Le cardinal a ouvert son discours en rappelant le rendez-vous organisé du 19 au 23 février à Bari par la Conférence épiscopale italienne «Méditerranée, frontière de la paix», qui sera conclu par le pape François. La Méditerranée, a t-il souligné «est un lieu de rencontre et parfois d'affrontement entre les peuples et les cultures de trois continents et des trois grandes religions monothéistes. Il est nécessaire de donner une voix aux attentes et aux espoirs de tous les peuples. Personne n'est exclu». Un lieu, a t-il ajouté, «qui génère des valeurs, de la culture et de la pensée, malgré les différences et les conflits».
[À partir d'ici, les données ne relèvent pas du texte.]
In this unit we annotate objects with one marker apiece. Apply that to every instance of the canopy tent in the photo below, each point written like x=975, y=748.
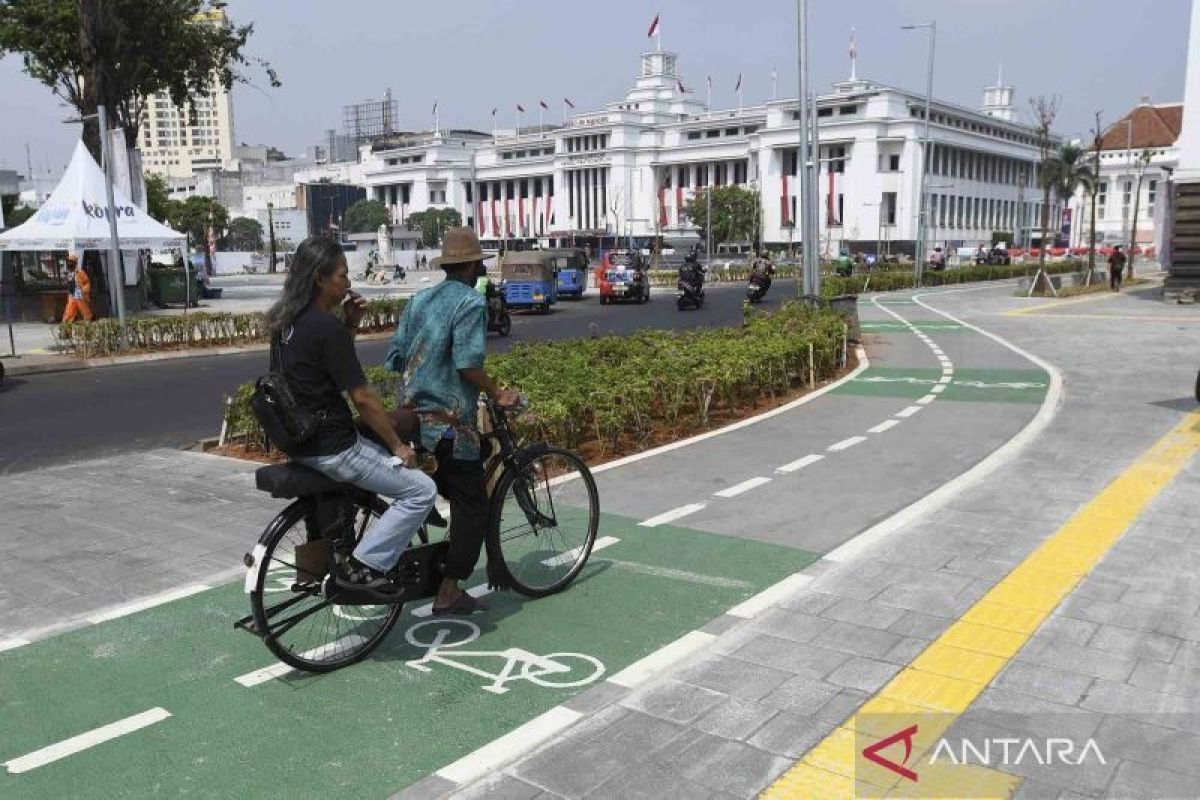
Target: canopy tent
x=76, y=216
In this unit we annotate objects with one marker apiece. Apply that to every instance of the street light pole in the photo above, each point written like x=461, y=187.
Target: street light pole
x=114, y=247
x=922, y=205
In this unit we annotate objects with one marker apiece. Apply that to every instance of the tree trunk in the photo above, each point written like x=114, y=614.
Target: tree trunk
x=1133, y=227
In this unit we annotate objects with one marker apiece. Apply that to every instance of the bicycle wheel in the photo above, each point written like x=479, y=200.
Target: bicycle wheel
x=544, y=521
x=303, y=626
x=571, y=669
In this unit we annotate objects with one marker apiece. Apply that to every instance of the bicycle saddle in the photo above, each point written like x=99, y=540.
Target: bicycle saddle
x=294, y=481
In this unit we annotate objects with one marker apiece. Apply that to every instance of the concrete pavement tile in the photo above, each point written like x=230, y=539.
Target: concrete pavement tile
x=790, y=624
x=863, y=613
x=733, y=677
x=1134, y=780
x=843, y=705
x=649, y=782
x=1073, y=657
x=801, y=695
x=791, y=734
x=1045, y=683
x=864, y=674
x=1135, y=740
x=857, y=639
x=922, y=626
x=735, y=719
x=498, y=787
x=1181, y=679
x=639, y=734
x=727, y=765
x=906, y=650
x=673, y=701
x=1114, y=697
x=790, y=656
x=1135, y=644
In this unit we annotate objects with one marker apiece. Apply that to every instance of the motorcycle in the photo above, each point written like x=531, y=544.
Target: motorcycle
x=498, y=318
x=760, y=281
x=690, y=288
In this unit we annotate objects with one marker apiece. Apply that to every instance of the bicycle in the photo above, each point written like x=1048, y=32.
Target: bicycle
x=543, y=521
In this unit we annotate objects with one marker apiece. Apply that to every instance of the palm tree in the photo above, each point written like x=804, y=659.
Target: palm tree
x=1069, y=169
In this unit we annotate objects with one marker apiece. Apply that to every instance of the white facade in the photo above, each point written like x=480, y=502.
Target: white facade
x=177, y=143
x=631, y=168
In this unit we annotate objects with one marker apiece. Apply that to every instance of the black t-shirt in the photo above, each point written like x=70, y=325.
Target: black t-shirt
x=321, y=364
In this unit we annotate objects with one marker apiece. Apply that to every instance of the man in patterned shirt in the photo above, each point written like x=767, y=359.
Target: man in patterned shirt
x=439, y=349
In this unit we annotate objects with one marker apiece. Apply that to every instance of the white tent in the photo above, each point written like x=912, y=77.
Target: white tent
x=76, y=216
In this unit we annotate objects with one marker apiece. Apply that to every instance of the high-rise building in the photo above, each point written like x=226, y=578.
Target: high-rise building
x=180, y=142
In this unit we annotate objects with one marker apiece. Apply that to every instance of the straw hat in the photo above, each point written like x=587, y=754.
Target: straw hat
x=459, y=246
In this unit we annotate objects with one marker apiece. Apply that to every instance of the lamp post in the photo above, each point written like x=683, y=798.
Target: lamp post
x=922, y=205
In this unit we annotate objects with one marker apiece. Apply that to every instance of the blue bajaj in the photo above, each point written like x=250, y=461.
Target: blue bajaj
x=571, y=266
x=528, y=281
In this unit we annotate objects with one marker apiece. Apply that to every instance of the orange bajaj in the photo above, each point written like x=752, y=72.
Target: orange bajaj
x=622, y=276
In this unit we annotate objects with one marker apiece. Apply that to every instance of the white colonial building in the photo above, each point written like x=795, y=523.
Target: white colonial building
x=631, y=168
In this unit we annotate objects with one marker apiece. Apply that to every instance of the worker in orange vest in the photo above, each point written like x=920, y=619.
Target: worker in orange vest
x=81, y=293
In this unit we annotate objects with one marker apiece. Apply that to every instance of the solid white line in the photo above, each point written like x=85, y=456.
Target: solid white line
x=845, y=444
x=769, y=596
x=574, y=553
x=84, y=740
x=997, y=458
x=671, y=516
x=799, y=463
x=661, y=659
x=481, y=590
x=863, y=364
x=148, y=602
x=744, y=486
x=495, y=755
x=276, y=669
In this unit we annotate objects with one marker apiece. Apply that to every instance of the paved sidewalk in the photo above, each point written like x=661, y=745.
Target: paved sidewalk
x=1117, y=661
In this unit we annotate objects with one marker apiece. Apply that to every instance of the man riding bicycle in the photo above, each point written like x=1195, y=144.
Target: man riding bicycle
x=439, y=349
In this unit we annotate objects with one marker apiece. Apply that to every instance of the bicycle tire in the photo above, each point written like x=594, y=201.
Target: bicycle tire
x=277, y=534
x=515, y=571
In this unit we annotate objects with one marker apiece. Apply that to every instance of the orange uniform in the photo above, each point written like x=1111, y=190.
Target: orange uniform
x=79, y=302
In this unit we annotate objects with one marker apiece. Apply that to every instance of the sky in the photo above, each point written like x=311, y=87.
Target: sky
x=472, y=55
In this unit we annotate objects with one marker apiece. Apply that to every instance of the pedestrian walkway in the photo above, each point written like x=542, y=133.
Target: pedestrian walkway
x=1054, y=599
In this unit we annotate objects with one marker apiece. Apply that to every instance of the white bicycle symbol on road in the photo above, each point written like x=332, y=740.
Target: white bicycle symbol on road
x=442, y=641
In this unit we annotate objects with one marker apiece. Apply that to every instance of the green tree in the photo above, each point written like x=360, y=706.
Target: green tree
x=735, y=211
x=157, y=197
x=431, y=223
x=120, y=53
x=366, y=216
x=243, y=234
x=195, y=216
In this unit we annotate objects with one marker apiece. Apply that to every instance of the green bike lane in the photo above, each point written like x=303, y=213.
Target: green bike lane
x=367, y=729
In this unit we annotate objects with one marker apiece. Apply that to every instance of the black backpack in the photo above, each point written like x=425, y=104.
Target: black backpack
x=287, y=423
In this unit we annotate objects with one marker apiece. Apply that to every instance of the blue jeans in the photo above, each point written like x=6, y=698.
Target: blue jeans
x=365, y=464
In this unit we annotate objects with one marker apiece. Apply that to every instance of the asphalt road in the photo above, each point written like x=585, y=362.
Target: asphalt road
x=59, y=417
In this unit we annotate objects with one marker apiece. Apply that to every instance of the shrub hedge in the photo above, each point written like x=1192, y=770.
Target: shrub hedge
x=195, y=330
x=612, y=389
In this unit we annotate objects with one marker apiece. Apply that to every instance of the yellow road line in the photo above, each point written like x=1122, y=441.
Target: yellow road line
x=951, y=673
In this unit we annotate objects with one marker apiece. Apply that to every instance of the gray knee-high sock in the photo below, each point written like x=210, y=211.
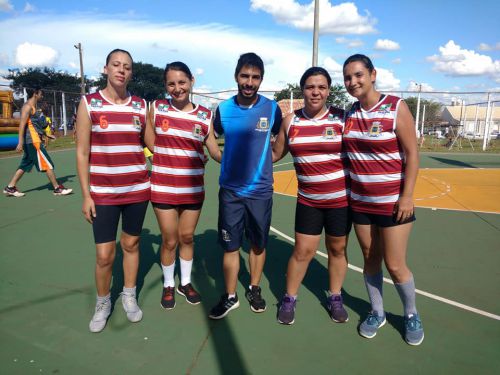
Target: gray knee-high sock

S'occuper les uns des autres
Le pape François parle de fraternité depuis sa présentation au peuple de Dieu le jour de l'élection, a encore rappelé le cardinal Parolin, estimant qu'il fallait faire preuve d'«attention aux migrants». Son premier voyage hors du Vatican était en effet au cœur de la Méditerranée, à Lampedusa, le 8 juillet 2013, où il a demandé, comme Dieu l'a demandé à Caïn : «Où est ton frère» ? «Nous ne sommes plus capables de nous occuper les uns des autres», s'est plaint le cardinal Parolin, ajoutant que «si la perspective est celle de Caïn, la Méditerranée ne peut que se transformer en un grand cimetière».
1283 personnes sont mortes en tentant de traverser la mer Méditerranée en 2019, selon l'Organisation internationale pour les migrations (OIM), rattachée à l'ONU. Un nombre presque divisé par deux par rapport à 2018, sur un total de 110 700 migrants qui ont emprunté cette voie maritime. Au total, 19 164 personnes sont mortes dans la Méditerranée depuis 2014, rappelle l'OIM.
Non aux solutions nationales en matière de migration
De son côté, Giuseppe Conte, président du Conseil des ministres italien, a souligné que «les solutions nationales, ou pire encore, nationalistes, n'ont aucune chance de succès. Au contraire, la migration nécessite une approche européenne et internationale à plusieurs niveaux, fondée sur les principes de solidarité et de responsabilité partagée».
Un autre outil précieux, a rappelé le Premier ministre, «est celui des couloirs humanitaires, organisés avec des organisations de la société civile d'inspiration religieuse», «Ce sont des expériences que nous considérons comme centrales» et pour cette raison «nous continuons à inviter les autres États membres de l'Union européenne à y répondre» a t-il souligné.
Sur la crise au Moyen-Orient, et le conflit israélo-palestinien en particulier, le cardinal Parolin et le chef du gouvernement italien se sont une nouvelle fois prononcés pour une solution à deux Etats, «la seule qui puisse mettre un terme au conflit israélo-palestinien». Une solution qui, pour le Secrétaire d'Etat du Saint-Siège, «doit trouver un nouvel élan dans la communauté internationale». Deux États et deux peuples, a répété le Premier ministre Conte, «cela reste la perspective la plus juste et la plus durable, en tenant compte des aspirations légitimes des deux parties et en contribuant à la stabilité et à la sécurité de toute la région du Moyen-Orient».